DNS includes a request/response data communications protocol with standard message types. Gethostbyname( ) and InetAddress.getByName( ) are examples of API calls to a TCP/IP client in an operating system such as Unix or Windows. Such a TCP/IP client typically bears one or more predesignated DNS server addresses, designations of a primary DNS server for a computer and possibly one or more secondary DNS servers. In response to a call to a resolver function such as gethostbyname( ) and InetAddress.getByName( ), a TCP/IP client sends a DNS request message containing the domain name in a standard format to a predesignated primary DNS server requesting a corresponding network address, and, upon receiving a response message, provides the network address in return to the calling program.
When a calling application receives the network address from the operating system, it can use the network address to access resources on the network host identified by the domain name associated with the network address. The network host can be any computer connected to the network. In the example where the calling application is a web browser executing on a user's computer, after the user types in a domain name and the browser (via the resolver process) receives the network address for the domain name, the next action is to transfer a request to the network host's address for a specific web page to be displayed on the user's web browser.
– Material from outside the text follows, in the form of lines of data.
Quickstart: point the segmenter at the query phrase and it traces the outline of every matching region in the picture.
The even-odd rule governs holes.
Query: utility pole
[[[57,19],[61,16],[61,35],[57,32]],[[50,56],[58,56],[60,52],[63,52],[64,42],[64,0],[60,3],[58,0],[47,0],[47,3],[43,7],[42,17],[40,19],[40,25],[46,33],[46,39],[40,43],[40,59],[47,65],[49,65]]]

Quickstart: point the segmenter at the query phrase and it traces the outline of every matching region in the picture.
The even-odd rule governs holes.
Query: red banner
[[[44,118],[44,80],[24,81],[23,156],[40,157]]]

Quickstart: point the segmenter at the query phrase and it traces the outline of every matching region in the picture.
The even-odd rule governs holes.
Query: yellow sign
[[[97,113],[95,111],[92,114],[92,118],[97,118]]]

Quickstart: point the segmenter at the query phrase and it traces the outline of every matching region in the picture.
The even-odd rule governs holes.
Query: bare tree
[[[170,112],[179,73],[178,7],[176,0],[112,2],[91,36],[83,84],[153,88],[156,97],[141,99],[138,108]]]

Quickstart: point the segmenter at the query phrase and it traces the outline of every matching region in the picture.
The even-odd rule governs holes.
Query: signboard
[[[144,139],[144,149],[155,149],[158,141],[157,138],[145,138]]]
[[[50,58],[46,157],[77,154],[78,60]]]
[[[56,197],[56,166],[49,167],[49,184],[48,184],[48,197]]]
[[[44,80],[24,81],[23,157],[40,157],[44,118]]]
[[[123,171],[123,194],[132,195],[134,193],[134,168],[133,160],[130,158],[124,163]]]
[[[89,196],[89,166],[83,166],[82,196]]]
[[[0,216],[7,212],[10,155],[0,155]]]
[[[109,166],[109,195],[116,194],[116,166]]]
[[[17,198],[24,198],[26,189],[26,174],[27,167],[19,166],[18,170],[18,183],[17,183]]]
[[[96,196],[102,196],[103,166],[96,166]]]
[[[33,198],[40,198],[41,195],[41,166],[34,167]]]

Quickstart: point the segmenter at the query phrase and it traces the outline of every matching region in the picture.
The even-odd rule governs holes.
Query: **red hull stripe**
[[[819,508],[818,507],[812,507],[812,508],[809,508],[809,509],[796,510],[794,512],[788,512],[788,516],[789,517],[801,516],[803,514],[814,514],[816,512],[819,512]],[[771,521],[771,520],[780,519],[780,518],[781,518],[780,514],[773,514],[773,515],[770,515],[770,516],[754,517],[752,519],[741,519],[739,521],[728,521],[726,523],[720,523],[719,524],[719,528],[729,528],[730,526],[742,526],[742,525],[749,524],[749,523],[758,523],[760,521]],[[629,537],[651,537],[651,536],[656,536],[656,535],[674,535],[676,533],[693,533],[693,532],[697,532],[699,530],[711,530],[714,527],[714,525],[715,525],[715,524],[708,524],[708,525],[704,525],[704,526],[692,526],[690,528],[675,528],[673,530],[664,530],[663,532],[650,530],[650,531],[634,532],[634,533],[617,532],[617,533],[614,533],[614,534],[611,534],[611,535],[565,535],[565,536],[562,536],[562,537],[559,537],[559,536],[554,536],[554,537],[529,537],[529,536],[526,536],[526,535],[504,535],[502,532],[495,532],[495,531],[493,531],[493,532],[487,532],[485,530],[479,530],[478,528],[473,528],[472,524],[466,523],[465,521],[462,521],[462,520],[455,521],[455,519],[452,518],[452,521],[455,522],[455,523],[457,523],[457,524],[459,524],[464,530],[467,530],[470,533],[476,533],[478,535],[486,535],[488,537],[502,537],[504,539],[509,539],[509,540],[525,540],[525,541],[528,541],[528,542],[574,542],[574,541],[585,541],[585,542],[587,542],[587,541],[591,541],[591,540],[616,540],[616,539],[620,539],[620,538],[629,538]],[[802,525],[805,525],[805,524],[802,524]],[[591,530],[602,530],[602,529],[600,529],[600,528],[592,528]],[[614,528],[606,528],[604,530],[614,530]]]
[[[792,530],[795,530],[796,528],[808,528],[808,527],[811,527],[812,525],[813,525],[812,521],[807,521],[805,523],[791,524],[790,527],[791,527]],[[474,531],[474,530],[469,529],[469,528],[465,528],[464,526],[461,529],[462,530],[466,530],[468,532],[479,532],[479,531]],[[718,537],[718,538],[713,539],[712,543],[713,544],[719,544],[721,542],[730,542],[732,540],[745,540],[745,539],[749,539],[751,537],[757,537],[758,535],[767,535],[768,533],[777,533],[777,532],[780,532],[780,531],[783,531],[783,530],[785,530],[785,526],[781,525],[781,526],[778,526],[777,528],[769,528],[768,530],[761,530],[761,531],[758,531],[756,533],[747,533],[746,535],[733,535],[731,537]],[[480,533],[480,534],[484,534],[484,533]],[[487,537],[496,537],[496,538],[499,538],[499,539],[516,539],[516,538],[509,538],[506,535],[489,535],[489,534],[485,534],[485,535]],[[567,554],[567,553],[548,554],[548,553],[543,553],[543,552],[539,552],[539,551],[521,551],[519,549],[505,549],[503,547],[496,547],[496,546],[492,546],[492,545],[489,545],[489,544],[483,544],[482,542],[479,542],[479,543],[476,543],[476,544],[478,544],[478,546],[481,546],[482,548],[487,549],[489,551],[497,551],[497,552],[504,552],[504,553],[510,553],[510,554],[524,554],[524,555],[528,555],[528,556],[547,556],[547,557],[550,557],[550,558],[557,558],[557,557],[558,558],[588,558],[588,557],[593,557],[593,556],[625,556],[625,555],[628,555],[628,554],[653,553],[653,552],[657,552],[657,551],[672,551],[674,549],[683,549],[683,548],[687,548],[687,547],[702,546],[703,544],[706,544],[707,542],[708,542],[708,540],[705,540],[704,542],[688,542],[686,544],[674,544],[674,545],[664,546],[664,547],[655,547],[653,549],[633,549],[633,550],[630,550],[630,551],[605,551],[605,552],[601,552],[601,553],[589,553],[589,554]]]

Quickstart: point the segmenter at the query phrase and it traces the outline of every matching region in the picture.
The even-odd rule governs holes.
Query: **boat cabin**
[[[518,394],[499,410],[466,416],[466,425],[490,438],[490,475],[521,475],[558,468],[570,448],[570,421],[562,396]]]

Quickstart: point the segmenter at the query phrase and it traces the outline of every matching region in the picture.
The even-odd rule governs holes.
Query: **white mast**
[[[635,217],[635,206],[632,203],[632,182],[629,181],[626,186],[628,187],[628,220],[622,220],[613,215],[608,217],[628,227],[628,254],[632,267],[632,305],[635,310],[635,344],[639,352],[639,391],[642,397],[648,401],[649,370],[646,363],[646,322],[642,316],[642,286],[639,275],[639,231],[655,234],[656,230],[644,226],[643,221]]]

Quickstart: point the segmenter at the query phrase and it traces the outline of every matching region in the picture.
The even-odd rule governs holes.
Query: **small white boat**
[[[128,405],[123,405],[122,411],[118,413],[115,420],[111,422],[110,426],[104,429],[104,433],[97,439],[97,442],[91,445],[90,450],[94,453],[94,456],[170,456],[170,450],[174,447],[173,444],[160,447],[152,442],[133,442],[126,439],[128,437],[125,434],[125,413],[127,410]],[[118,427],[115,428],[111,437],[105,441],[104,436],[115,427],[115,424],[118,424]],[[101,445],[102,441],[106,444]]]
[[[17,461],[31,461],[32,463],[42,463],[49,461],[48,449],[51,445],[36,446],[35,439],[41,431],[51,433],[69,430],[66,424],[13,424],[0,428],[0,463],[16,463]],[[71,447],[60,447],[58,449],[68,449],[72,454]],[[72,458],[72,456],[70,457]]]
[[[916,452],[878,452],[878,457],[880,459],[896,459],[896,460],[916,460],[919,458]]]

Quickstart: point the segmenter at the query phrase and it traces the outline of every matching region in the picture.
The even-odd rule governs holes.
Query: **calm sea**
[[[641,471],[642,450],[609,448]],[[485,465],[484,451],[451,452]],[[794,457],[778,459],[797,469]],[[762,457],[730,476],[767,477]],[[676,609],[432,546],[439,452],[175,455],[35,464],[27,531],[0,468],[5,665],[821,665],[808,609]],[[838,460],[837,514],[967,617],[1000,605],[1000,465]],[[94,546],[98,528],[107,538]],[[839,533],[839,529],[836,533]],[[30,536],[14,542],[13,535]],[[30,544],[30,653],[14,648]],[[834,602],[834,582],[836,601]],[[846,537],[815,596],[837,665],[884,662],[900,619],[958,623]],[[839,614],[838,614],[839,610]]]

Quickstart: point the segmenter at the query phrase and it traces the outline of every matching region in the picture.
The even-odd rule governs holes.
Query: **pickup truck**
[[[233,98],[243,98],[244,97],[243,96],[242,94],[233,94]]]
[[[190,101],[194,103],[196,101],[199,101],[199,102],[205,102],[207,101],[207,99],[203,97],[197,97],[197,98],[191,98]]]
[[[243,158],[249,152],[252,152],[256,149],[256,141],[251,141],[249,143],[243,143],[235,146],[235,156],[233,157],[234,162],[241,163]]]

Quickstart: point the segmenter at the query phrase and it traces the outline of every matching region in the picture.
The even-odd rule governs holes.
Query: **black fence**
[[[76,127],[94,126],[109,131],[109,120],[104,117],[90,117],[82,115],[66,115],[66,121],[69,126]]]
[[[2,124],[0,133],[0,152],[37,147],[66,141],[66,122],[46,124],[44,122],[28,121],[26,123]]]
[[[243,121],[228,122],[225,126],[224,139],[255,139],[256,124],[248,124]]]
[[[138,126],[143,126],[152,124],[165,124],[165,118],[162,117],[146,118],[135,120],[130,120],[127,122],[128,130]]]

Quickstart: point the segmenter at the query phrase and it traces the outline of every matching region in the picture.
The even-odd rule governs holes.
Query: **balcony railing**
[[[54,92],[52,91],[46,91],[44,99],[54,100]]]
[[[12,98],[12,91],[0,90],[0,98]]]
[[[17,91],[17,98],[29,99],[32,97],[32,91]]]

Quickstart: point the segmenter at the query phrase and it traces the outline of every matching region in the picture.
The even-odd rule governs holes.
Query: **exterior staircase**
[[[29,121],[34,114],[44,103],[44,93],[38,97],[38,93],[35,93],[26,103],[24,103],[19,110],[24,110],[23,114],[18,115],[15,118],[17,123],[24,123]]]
It is useful to distinguish domain names and URLs. URLs identify resources available through network hosts having domain names that form a portion of the URL. In the browser example, when a user requests access to a resource by entering a URL or selecting a URL by mouse-clicking a hyperlink, the browser extracts from the URL the domain name of the host on which the resource is located and submits the domain name to a resolver. The browser then uses the returned network address to establish a data communications connection to the host containing the resource and uses the entire URL to request the resource from the host.
As discussed above, conventional TCP/IP clients typically bear one or more predesignated DNS server addresses, designations of a primary DNS server for a computer and possibly one or more secondary DNS servers. These conventional TCP/IP clients have a number of drawbacks. Often the DNS server addresses must be predesignated by a system administrator or user having administrator privileges and therefore many users do not have sufficient privileges to predesignate DNS server addresses. Furthermore, such conventional TCP/IP clients often have the same predesignated DNS server addresses and therefore, all domain names are resolved through the same predesignated DNS server addresses. If a predesignated DNS server address is unavailable, a particular domain name may not be resolved. Even further, these conventional TCP/IP clients do not provide a mechanism to designate different DNS server address for different domain names. If a predesignated DNS server has no immediate capability of resolving a domain name, that server is faced with a laborious procedure of, for example, querying a top level DNS server to try to locate another DNS server that is in fact capable of resolving the domain name. There is ongoing need for improvement in users' ability to designate preferred DNS servers for particular domains.